Shares of Exxon slipped more than 5% on Friday after The Wall Street Journal reported that the Securities and Exchange Commission opened an investigation into the oil giant over how it valued a key asset in the oil-rich Permian Basin.
The whistleblower complaint, filed by an employee, alleged that Exxon pushed staff toward inaccurate forecasts including the rate at which wells could come online, according to the Journal, which reviewed a copy of the complaint.
In a statement, Exxon called the allegations “demonstrably false.”
The report follows a difficult year for Exxon, and the oil and gas industry more broadly. In December, Exxon said that it will write down the value of its assets by up to $20 billion in the fourth quarter.
With the pandemic wreaking havoc on oil prices in 2020, Exxon underwent an aggressive cost-cutting strategy, including reducing its workforce.
Wall Street analysts believe that some of these initiatives will ultimately pay off, and have recently become bullish on the stock.

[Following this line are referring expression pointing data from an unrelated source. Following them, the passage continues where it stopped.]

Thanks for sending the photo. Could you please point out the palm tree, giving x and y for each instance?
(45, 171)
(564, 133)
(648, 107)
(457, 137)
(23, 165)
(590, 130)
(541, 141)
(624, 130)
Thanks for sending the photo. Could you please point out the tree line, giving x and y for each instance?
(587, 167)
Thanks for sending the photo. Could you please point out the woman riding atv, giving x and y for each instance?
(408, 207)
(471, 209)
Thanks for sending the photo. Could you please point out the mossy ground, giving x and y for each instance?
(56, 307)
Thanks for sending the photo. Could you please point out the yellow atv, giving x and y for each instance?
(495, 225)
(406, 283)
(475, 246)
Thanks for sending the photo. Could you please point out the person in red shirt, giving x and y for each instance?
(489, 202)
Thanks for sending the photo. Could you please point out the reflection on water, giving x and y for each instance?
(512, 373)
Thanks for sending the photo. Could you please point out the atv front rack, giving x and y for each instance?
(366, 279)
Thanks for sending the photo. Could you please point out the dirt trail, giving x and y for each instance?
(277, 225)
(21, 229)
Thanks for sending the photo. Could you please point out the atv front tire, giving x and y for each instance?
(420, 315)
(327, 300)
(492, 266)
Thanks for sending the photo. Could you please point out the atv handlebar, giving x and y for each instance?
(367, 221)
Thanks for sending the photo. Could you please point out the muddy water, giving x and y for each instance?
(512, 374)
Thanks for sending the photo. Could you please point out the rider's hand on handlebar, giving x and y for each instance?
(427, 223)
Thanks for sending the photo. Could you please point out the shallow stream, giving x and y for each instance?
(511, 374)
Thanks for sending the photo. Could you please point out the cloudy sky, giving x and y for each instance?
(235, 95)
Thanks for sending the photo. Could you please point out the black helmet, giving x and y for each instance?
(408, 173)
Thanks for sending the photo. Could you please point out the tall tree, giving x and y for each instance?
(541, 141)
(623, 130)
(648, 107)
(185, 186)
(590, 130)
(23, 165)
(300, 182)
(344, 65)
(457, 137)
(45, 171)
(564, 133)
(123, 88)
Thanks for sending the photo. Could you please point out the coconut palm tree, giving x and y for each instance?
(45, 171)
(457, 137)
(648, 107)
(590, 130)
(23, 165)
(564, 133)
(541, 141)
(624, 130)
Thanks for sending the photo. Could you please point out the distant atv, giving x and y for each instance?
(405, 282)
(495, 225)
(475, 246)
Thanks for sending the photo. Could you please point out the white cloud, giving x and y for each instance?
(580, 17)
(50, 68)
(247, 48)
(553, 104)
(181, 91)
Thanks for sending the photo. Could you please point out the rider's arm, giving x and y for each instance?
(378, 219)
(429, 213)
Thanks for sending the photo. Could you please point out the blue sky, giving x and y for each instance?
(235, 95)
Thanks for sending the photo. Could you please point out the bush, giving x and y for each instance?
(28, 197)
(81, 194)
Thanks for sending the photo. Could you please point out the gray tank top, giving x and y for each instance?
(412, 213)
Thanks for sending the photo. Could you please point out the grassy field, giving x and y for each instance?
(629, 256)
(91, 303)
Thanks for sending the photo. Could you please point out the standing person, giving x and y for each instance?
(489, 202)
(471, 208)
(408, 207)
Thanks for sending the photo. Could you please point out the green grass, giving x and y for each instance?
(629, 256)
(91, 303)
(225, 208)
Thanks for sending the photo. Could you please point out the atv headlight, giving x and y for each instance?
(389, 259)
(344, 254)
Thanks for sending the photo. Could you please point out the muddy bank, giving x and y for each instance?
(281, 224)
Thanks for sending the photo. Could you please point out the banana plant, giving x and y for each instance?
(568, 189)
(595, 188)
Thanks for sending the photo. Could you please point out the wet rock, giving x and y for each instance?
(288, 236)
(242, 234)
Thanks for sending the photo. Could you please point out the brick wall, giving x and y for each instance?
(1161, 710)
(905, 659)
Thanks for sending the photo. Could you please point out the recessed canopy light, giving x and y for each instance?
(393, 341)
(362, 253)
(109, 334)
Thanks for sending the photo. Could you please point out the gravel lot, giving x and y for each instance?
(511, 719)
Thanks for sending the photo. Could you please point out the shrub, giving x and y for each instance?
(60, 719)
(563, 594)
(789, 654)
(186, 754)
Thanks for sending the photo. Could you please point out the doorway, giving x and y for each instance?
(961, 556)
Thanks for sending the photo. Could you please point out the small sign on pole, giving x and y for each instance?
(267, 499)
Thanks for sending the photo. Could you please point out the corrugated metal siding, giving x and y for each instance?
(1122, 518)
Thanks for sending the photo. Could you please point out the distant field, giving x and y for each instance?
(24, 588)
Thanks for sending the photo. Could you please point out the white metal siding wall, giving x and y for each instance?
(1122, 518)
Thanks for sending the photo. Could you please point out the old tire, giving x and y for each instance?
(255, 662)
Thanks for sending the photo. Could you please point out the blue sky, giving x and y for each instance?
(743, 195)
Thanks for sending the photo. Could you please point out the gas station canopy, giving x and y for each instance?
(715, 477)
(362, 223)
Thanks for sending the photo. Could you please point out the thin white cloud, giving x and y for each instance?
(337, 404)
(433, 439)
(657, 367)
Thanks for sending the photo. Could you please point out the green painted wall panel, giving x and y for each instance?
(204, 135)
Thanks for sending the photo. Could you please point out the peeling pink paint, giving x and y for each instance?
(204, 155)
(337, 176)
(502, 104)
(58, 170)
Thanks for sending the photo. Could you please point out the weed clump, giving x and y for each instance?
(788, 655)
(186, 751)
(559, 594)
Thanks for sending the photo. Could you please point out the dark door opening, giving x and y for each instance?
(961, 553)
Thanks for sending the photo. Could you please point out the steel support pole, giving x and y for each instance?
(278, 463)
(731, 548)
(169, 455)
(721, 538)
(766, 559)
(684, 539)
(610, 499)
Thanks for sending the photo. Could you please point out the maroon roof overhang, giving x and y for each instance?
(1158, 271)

Barclays upgraded the stock to an overweight rating on Thursday, saying “a perfect storm of a more constructive macro outlook and structural repositioning of capex/costs is providing a solid springboard for materially improved financial metrics that are impossible to ignore.”
Earlier in the week JPMorgan and Morgan Stanley each upgraded the stock to a buy-equivalent rating.
Shares of Exxon are up 15% year to date, but are down more than 30% over the last year.